Joseph (Joe) Phillip
[Editor’s note: As often as possible, I attempt to publish letters to the editor in unedited form even if I personally disagree with the opinions expressed. However, in the case of the above letter I was forced to make some edits while leaving intact, the opinion that was expressed.
I had initially intended to run the item exactly as it was submitted until I was reminded that if a newspaper publishes something when we know that parts of the information are false the newspaper loses it constitutional protections against defamation. In New York Times v. Sullivan, Time v. Hill, and Gertz v. Robert Welsh (1974) the Court, relying on a long line of previous cases further defined publication with malice as “reckless disregard” for the truth to include “subjective awareness of probably falsity.”

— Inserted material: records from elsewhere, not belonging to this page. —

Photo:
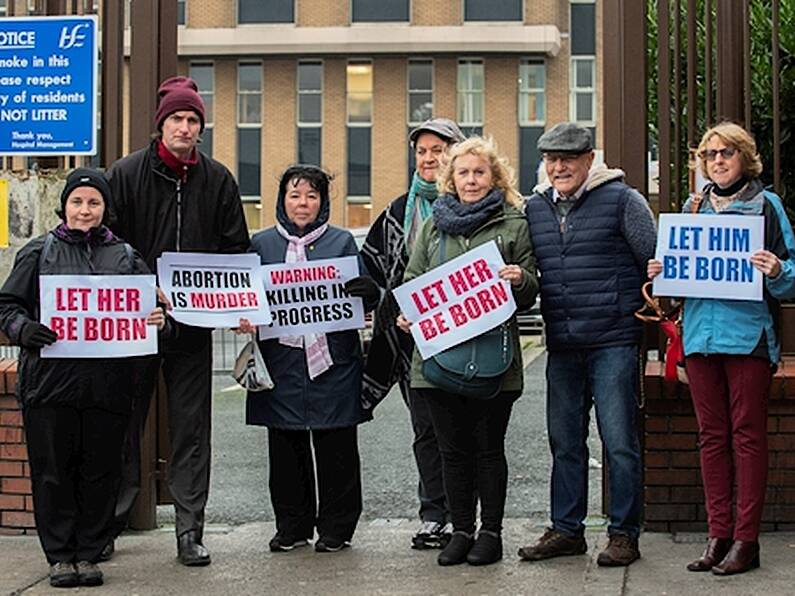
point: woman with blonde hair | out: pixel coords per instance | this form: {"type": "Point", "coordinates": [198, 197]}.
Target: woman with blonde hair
{"type": "Point", "coordinates": [478, 203]}
{"type": "Point", "coordinates": [731, 352]}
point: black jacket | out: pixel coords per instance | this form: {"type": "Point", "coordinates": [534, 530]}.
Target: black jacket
{"type": "Point", "coordinates": [79, 382]}
{"type": "Point", "coordinates": [156, 212]}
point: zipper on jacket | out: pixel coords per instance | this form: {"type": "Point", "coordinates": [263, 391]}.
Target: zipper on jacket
{"type": "Point", "coordinates": [179, 213]}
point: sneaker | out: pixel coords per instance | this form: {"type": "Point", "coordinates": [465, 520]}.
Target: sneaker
{"type": "Point", "coordinates": [282, 544]}
{"type": "Point", "coordinates": [553, 544]}
{"type": "Point", "coordinates": [330, 545]}
{"type": "Point", "coordinates": [88, 574]}
{"type": "Point", "coordinates": [621, 550]}
{"type": "Point", "coordinates": [63, 575]}
{"type": "Point", "coordinates": [429, 535]}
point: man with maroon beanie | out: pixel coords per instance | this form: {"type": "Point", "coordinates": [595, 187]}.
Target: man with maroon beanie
{"type": "Point", "coordinates": [171, 197]}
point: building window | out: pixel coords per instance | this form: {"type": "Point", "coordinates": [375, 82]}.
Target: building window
{"type": "Point", "coordinates": [249, 131]}
{"type": "Point", "coordinates": [368, 11]}
{"type": "Point", "coordinates": [360, 117]}
{"type": "Point", "coordinates": [310, 111]}
{"type": "Point", "coordinates": [583, 92]}
{"type": "Point", "coordinates": [204, 75]}
{"type": "Point", "coordinates": [582, 28]}
{"type": "Point", "coordinates": [532, 95]}
{"type": "Point", "coordinates": [265, 11]}
{"type": "Point", "coordinates": [420, 86]}
{"type": "Point", "coordinates": [470, 94]}
{"type": "Point", "coordinates": [493, 10]}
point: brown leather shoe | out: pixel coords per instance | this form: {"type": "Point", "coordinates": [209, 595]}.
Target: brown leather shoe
{"type": "Point", "coordinates": [621, 550]}
{"type": "Point", "coordinates": [553, 544]}
{"type": "Point", "coordinates": [716, 549]}
{"type": "Point", "coordinates": [742, 557]}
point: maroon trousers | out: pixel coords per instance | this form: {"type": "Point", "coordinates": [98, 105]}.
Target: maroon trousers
{"type": "Point", "coordinates": [730, 395]}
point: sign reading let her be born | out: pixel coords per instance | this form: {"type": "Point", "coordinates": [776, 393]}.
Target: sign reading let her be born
{"type": "Point", "coordinates": [708, 256]}
{"type": "Point", "coordinates": [456, 301]}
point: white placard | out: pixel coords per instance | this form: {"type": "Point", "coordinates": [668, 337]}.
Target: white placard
{"type": "Point", "coordinates": [708, 256]}
{"type": "Point", "coordinates": [210, 290]}
{"type": "Point", "coordinates": [456, 301]}
{"type": "Point", "coordinates": [309, 297]}
{"type": "Point", "coordinates": [98, 316]}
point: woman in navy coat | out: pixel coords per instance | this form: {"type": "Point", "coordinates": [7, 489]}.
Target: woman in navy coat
{"type": "Point", "coordinates": [314, 407]}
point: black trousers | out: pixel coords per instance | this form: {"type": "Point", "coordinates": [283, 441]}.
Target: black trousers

The good Mr. Phillip, esquire wrote his letter under the aegis of a group whose articles of incorporation were not accepted by the State government because the name the group chose would be misleading. As submitted, Mr. Phillip’s letter gave the impression that some entity governing all of the attorneys who practice law in Pohnpei agree with his opinion on the subject.
I corrected a statement regarding the amount of time that passed between the AG directed arrest of a court officer and the officer’s unfortunate and untimely death.
The Court did dismiss the case of Ms. Ruthie Hadley but did so at the prosecutor’s request and the dismissal was without prejudice, meaning that the charges can be revisited at a later date.
Most of the other edits I made were for correction of typographical errors, missing words or substantive grammatical errors.
Letters to the Editor are certainly welcome and we will do our best to publish them. Just be aware that we cannot allow defamation or falsehoods to be published under the guise of opinion. It is possible that the person who submitted the above letter believed that all of the information submitted was accurate. Just the same, I still had responsibility to correct what I knew needed to be corrected.]